Individual statements supported under the service-filter service-filter-name statement are described separately in this topic and are illustrated in the example of configuring and applying a service filter.

Service Filter Protocol Families

You can configure service filters to filter IPv4 traffic (family inet) and IPv6 traffic (family inet6) only. No other protocol families are supported for service filters.

Service Filter Names

Under the family inet or family inet6 statement, you can include service-filter service-filter-name statements to create and name service filters. The filter name can contain letters, numbers, and hyphens (-) and be up to 64 characters long. To include spaces in the name, enclose the entire name in quotation marks (“ ”).

Service Filter Terms

Under the service-filter service-filter-name statement, you can include term term-name statements to create and name filter terms.

  • You must configure at least one term in a firewall filter.

  • You must specify a unique name for each term within a firewall filter. The term name can contain letters, numbers, and hyphens (-) and can be up to 64 characters long. To include spaces in the name, enclose the entire name in quotation marks (“ ”).

  • The order in which you specify terms within a firewall filter configuration is important. Firewall filter terms are evaluated in the order in which they are configured. By default, new terms are always added to the end of the existing filter. You can use the insert configuration mode command to reorder the terms of a firewall filter.

Service Filter Match Conditions

Service filter terms support only a subset of the IPv4 and IPv6 match conditions that are supported for standard stateless firewall filters.

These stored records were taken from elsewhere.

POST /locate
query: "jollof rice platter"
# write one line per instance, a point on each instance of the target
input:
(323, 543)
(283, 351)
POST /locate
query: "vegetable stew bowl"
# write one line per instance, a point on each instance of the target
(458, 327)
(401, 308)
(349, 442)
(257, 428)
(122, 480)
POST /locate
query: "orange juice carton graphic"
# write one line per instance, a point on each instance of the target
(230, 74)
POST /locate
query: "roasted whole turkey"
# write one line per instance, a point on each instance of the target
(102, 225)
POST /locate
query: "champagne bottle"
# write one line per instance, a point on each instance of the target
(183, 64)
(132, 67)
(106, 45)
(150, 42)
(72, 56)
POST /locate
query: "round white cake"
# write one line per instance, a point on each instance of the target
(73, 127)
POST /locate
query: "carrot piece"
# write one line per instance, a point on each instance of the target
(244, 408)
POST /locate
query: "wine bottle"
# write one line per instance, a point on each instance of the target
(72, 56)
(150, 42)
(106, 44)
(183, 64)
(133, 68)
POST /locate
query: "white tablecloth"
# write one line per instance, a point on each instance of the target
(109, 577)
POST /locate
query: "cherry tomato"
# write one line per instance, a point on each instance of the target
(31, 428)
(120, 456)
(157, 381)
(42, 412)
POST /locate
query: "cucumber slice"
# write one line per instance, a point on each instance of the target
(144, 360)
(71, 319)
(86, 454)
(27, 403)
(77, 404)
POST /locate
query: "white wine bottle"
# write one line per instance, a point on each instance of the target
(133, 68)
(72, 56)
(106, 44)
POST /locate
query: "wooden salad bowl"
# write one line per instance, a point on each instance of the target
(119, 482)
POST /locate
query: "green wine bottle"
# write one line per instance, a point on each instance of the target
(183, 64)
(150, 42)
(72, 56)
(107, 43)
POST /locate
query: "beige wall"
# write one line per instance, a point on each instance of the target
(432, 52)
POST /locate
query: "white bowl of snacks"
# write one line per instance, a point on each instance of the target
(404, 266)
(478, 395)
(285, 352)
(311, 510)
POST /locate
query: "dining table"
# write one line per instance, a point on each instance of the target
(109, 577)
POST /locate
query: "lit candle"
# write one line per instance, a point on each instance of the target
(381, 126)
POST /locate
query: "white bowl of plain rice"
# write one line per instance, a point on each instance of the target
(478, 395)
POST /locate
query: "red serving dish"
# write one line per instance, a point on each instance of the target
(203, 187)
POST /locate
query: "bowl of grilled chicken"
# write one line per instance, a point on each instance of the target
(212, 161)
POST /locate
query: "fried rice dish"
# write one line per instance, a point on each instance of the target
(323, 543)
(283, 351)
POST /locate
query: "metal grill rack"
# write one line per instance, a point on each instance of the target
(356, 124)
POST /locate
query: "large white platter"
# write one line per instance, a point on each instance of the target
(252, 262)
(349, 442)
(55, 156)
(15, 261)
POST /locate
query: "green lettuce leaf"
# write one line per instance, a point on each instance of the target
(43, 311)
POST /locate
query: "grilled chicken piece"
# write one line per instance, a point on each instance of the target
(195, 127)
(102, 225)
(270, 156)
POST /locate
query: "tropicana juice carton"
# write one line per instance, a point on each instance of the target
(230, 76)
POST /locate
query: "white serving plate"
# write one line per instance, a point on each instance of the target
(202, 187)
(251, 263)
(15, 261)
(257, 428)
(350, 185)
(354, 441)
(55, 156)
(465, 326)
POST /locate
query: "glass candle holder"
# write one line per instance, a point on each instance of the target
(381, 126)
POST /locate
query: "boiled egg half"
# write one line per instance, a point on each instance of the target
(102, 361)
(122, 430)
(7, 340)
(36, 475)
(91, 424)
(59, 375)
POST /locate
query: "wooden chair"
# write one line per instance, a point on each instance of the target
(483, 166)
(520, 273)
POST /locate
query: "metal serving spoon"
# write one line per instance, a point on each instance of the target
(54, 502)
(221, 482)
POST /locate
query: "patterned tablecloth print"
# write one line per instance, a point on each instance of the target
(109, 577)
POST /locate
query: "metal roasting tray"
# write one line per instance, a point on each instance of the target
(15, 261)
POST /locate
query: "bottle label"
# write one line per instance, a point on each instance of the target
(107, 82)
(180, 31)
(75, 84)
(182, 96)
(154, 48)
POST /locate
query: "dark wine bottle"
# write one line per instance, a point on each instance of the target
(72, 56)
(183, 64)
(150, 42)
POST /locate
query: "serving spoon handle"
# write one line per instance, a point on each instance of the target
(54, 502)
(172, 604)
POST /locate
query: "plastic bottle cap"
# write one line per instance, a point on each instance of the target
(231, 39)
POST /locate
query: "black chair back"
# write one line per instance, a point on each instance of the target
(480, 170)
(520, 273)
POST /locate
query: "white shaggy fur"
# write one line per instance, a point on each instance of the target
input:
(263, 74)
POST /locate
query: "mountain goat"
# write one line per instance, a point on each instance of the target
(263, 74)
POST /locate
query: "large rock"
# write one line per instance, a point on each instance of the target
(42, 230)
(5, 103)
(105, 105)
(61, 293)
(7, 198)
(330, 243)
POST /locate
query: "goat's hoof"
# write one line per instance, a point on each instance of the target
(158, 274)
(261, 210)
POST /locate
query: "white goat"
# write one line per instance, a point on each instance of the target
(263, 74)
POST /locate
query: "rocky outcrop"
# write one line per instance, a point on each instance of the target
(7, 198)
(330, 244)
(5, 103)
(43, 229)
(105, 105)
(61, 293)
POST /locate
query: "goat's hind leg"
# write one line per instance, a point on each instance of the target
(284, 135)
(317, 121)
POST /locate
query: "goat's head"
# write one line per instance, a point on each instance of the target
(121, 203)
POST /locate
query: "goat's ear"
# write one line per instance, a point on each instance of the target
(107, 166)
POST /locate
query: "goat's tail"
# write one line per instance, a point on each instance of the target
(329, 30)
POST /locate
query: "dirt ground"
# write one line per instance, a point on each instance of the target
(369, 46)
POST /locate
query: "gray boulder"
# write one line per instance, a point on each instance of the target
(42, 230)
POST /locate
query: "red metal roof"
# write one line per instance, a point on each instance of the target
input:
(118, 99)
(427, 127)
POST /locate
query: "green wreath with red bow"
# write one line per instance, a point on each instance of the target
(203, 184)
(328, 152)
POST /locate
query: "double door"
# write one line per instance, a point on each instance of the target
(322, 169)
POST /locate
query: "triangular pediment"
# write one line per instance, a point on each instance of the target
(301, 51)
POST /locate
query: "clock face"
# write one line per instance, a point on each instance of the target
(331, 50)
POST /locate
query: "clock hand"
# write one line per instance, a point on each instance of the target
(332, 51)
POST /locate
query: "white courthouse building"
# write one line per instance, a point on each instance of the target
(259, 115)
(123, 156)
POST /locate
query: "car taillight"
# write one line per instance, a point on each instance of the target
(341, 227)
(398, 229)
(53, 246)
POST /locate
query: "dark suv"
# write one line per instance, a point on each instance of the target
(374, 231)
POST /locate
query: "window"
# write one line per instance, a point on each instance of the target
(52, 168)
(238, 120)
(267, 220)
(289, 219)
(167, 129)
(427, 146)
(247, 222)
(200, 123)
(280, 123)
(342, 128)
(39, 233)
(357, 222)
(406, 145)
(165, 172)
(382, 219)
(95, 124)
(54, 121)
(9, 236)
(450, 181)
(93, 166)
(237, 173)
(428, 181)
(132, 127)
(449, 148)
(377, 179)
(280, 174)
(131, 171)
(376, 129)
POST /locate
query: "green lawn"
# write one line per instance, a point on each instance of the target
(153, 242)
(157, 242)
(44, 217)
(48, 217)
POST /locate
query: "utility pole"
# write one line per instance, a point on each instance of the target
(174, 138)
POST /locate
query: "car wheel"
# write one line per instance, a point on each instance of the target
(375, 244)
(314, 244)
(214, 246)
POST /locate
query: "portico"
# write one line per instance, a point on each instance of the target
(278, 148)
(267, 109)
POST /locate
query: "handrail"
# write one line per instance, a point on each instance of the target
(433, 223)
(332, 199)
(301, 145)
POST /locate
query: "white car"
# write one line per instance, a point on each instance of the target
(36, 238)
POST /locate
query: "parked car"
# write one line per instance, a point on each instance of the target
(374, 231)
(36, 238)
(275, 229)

If you specify an IPv6 address in a match condition (the address, destination-address, or source-address match conditions), use the syntax for text representations described in RFC 4291, IP Version 6 Addressing Architecture. For more information about IPv6 addresses, see “IPv6 Overview” in the Junos OS Routing Protocols Library for Routing Devices.

Service Filter Terminating Actions

When configuring a service filter term, you must specify one of the following filter-terminating actions:

  • service

  • skip

Note:

These actions are unique to service filters.

Service filter terms support only a subset of the IPv4 and IPv6 nonterminating actions that are supported for standard stateless firewall filters:

  • count counter-name

  • log

  • port-mirror

  • sample

Service filters do not support the next action.